Melhor e Antes, por Mutti Kirinus

Mutti principalPara chegarmos em algum lugar temos que encontrar meios de desviar os obstáculos. Antes, é preciso reconhecê-los! Mas então, o que dificulta o trabalho relacionado às artes e à cultura (no sentido de patrimônio)? Apontamos nos artigos anteriores alguns deles: a falta de informação sobre as leis de incentivo, o imediatismo, a falta de consciência sobre a importância da História para nossas vidas, a ausência de visão do todo na divisão do trabalho, a isenção de responsabilidade presente na terceirização dos serviços, a reprodutibilidade técnica utilizada para produzir a cultura de massa veiculada pelos meios de comunicação com fins comerciais e/ou políticos, etc…

O que acontece é que a arte, de maneira geral, tornou-se apenas mais um produto de consumo. Da mesma forma que o artista é apenas o trabalhador de um segmento da sociedade de consumo. Se pensarmos em sua origem, seja no segmento da música, pintura, escultura, dança ou teatro, a arte é inseparável da religião. Ou seja, ela possuía um caráter existencial. Um sentido mais amplo. Uma promessa de felicidade. Caso não levemos isto em consideração, iremos tratar cada período histórico da arte como um despojo, ou resíduo, de sistemas ideológicos anteriores. O sentido que faz estes períodos formarem um todo coerente reside justamente nesta promessa inerente a cada obra de arte e que cada indivíduo assimila conforme seu contato com este patrimônio. Para diferenciarmos uma simples mercadoria de uma obra de arte, podemos utilizar, transportando do segmento literário para os outros, a fórmula do nosso querido poeta Gaúcho: ‘Um poema que não te ajude a viver e não saiba preparar-te para a morte, não tem sentido. É um pobre chocalho de palavras’. (Mário Quintana)

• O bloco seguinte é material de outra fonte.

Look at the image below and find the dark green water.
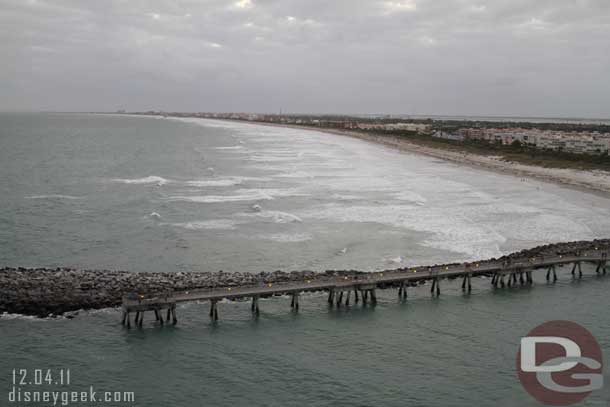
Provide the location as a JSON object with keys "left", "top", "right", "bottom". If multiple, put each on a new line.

No fetichismo, literalmente ‘feitiço’, da mercadoria na sociedade de consumo, o produto ganha um valor sobrenatural e de culto exterior a quantidade de trabalho e de matéria prima que necessitou para sua produção, um valor apenas comercial e, portanto, sem vínculo com a realidade. A arte dentro desta corrente dos outros segmentos da produção foi perdendo a referência do seu sentido primeiro e perdendo, assim, a força que lhe era inerente de representação do sentido existencial humano e tornando-se apenas mais um produto.

Seguindo o curso da história da arte e da cultura (no sentido mais amplo) da sociedade com seus respectivos períodos, vemos que a mesma é inauguradora de novos sentidos ideológicos por onde a promessa de felicidade deva seguir. Ela é libertadora e impulsionadora para a direção desta promessa, muito embora não possa dar garantia de sua realização. Deste modo, ela é sempre marginal, à margem, por ser ela mesma revolucionária, pois tem dentro de si o intuito de impulsionar o estado vigente para frente, em direção da promessa que, assim como uma utopia, nunca se cumpre, mas é sempre perfectível.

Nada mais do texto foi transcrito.